Keeping the 'beat'...

Just as the playbook had it written up, the Bulls punt return team was ready to go…”A shallow dip to Monday’s SPX open gap (if hit) would be expectation for dip buying.” . Once again dip buyers see the market through rose coloured glasses and shrug of CSCO as company specific to close flat.  Same premise exists within the broad market discussed, more importantly, there is plenty of earnings stuff to trade away.  If you’re an investor in cash, you are literally short the market.
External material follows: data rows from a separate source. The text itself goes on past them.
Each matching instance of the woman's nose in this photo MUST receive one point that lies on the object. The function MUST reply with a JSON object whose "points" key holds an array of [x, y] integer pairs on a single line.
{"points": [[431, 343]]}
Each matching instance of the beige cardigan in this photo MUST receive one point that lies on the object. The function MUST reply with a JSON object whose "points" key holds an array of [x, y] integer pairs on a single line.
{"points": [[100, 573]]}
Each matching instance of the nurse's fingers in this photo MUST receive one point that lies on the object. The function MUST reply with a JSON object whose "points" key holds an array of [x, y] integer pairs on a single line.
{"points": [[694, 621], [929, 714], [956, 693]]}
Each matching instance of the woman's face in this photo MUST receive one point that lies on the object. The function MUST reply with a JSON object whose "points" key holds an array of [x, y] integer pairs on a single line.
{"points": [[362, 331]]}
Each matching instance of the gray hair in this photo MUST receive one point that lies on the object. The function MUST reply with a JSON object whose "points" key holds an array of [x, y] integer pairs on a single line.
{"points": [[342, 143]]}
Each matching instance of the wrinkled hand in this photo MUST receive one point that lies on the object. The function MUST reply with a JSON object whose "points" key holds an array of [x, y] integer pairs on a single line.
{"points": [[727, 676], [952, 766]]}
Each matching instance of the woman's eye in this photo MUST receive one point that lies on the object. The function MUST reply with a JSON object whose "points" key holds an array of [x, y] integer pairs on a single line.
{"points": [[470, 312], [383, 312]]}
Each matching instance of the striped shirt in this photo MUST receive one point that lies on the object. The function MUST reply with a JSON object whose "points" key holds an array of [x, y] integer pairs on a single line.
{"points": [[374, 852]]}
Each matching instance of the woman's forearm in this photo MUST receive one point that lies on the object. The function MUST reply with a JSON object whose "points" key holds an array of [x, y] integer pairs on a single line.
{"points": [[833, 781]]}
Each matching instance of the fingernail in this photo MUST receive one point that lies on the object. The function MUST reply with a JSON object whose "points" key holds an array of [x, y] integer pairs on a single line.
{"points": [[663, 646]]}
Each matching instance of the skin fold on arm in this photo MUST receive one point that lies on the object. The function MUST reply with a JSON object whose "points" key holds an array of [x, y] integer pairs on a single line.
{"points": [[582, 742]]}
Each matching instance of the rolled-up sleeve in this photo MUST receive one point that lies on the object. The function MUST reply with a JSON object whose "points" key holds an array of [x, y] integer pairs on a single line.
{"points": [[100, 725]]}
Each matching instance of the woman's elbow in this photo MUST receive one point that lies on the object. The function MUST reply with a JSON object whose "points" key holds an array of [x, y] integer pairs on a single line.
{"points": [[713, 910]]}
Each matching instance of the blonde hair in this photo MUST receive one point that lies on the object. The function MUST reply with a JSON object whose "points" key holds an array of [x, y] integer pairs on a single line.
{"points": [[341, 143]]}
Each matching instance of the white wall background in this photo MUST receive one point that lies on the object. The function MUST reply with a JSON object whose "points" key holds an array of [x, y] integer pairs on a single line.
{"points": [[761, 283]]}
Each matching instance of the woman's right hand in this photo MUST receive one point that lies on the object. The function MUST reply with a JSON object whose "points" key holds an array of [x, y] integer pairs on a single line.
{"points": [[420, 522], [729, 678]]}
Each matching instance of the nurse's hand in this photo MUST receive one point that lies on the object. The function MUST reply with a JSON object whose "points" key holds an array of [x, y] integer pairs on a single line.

  • Momentum/earnings/“winners of ‘10 –   2 of the EPS play stocks noted in Journal this Q,  JDSU >3%, JNPR >7% negated CSCO’s abysmal guidance and helped other networking stocks APQT/ BSFT  ~4% each within DJIM’s list.  This was helped by Alcatel-Lucent earnings and a 2007 IPO at DJIM, IPGP (use DJIM search for more on co’), an optical laser play that guided up big time. Timing couldn’t have been better as we’ve talked a trade back here the past 2 sessions.  Also, good to see is even AKAM  did not drag others in ‘sympathy’ as this group has been prone to in the past.
  • Commodities –  Mildly better action in Steel, coal linked names, but overhang exists following hike/ Brazil.
  • Financials – quiet in space.
  • Consumer/Q4 Earnings –  added WFMI on Journal yesterday and it continues to show earning winners are getting ‘v.positive ‘ reactions.    This is something we discussed (below link) post bad reactions in mega names and thus bar being lowered etc. early in the season.   Also, if a stock gaps 5-10%, it is still possible to get in and make points as in WFMI  $58’s-61 today, RL  yesterday,  APKT  and many more have demonstrated.  IPGP   was a little crazy much. Excellent earnings are being rewarded,  it’s as simple as that.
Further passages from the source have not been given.